How to best support your anxious child

When families report symptoms of anxiety, they are often experiencing a lot of two things: struggle and limitation. 

Children who are experiencing anxiety are often struggling to interact with friends, perform academically, or try new things.  This often results in struggles and conflicts between parent(s) and child.  Because the world feels unpredictable to them, the child will often limit their engagement with activities.

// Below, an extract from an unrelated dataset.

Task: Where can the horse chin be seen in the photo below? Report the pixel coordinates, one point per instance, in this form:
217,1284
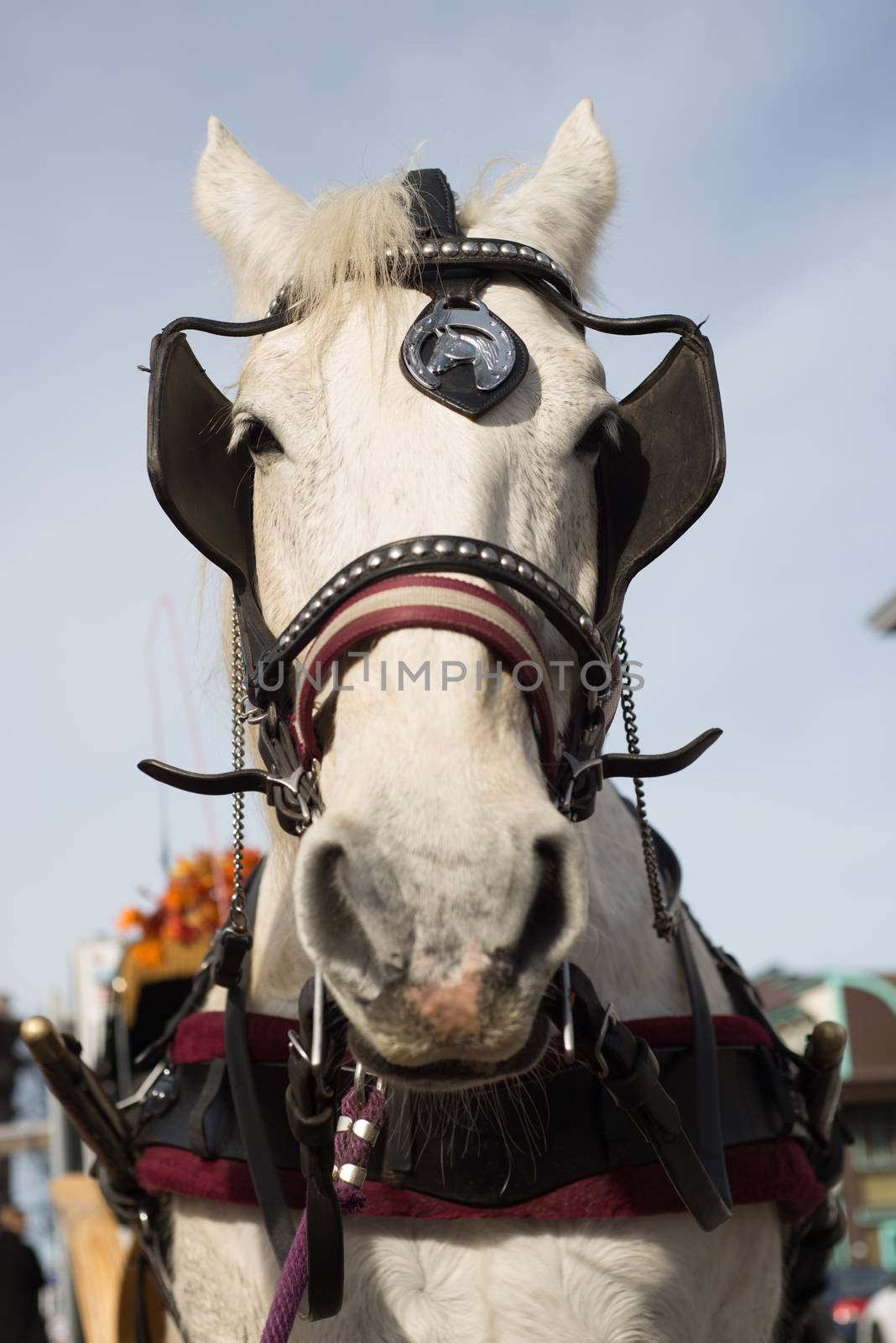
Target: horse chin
452,1074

It is important that parents do not give into the struggle and allow their child to limit themselves severely.  If you do, it will reinforce the idea that your child has something to fear, which can further feed their anxiety.  It is important to continue to encourage your child to do whatever makes them anxious.  You may need to adjust your expectations of what that looks like but don’t prevent your child from wrestling with their anxiety.  They need to wrestle with it to keep it at bay.

Unfortunately this will bring more struggle.  Parents often give in to limitations because they’re exhausted by the struggle.  If you find you are regularly giving in to your child’s request’s to avoid the struggle and conflict, it’s time to get some support.  It can be helpful to talk with a child & family therapist to determine a path that will best support your child in their anxiety, thus decreasing the struggle and the limitation.

Some questions to consider to learn more about your child’s anxiety:

  • Has your child always been anxious or did something initiate a more anxious state?
  • Does anyone else in the family tend toward anxiety?
  • Does your child regularly access information intended for adults such as news, conversation, movies, etc.?
  • When does your child appear least anxious?
  • Is your child asking for power and control?  How can you offer them age-appropriate power and control?
  • What injury (physical, emotional, chronic or one-time incident) might contribute to their sense of feeling out of control or unsafe?

Hopefully, these questions will help you become curious about your child’s anxiety.  Curiosity will help you leave judgment behind so that you can really begin to understand what’s happening with your child. Next, get the support you need so that you and your child can have a more harmonious relationship and so your child can feel more safe and secure in the world.